Driving forces
We are expanding and strengthening the national grid for several reasons.
We are expanding and strengthening the national grid for several reasons:
- Many of our lines and stations are nearing the end of their technical lifetime and need to be renewed.
- We need to secure the electricity supply and enable the expansion of renewable electricity production.
- It is part of our mandate to prepare the national grid for a common European electricity market
Society needs a robust national grid for a secure electricity supply
Sweden depends on a safe and reliable electricity supply in order to function. With increased dependence on electricity, society is more sensitive to power outages. Faults on lines or stations in the national grid can, in the worst case, mean that large parts of Sweden lose access to power. That causes major consequences and costs to both private and public interests in society.
Therefore, it is important that we expand and renovate the grid so that it is robust and reliable. In a reliable national grid, electricity reaches its destination and any interruptions have very little effect and can be corrected quickly.

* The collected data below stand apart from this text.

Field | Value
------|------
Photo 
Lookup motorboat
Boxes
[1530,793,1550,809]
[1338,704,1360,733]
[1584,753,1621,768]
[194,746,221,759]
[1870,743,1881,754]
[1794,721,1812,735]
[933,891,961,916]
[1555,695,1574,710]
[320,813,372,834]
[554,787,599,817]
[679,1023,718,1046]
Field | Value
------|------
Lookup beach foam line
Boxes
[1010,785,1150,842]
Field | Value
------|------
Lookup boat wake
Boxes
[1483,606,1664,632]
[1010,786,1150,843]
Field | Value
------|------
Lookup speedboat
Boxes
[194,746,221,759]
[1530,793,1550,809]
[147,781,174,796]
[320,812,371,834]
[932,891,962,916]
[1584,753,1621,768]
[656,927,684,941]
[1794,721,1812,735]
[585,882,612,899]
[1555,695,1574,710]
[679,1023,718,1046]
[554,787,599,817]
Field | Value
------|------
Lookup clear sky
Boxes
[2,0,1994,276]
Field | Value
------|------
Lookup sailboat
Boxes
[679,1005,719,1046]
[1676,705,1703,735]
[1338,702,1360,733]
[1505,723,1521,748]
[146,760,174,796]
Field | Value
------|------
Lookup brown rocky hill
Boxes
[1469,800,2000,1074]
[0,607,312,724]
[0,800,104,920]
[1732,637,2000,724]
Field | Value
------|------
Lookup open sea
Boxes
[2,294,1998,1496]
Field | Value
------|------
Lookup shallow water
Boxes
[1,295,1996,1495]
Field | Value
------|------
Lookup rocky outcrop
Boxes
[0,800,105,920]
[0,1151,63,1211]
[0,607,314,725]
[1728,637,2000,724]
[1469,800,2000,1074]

Sweden has one of the world's oldest national grids and many of our lines and stations are nearing the end of their technical lifetime. To continue to have an operationally reliable grid and to transfer the amount of electricity that society wants, we do not just build new lines and stations. We also renew the ones we already have.
We need new national grid lines and stations to enable renewable electricity production
The Swedish and European energy and climate policy seeks to significantly increase renewable electricity production. Therefore, the government has given us the mandate to expand the national grid to receive electricity from such new wind power production and ensure that it can be of use in the European electricity market. We need to increase the transmission capacity in several parts of the country to ensure that the new electricity can be fed into the grid and reach out to the electricity market without major restrictions. In addition to new lines, we need new stations to receive large amounts of new electricity production in different places in the country.
The grid is a prerequisite for a common European electricity market
Another part of the Swedish and European energy policy is that the Nordic countries and the EU work together to enable free trade in electricity across borders within the Union. An important step in this effort is to build electricity connections that link the various countries' electrical systems. There is also a requirement that countries do not have so little capacity in any part of their grid so that the flow of electricity between the countries is limited. To allow free trade in electricity between the Nordic countries and the EU is thus also a reason why we build new lines in the Swedish grid and to other countries.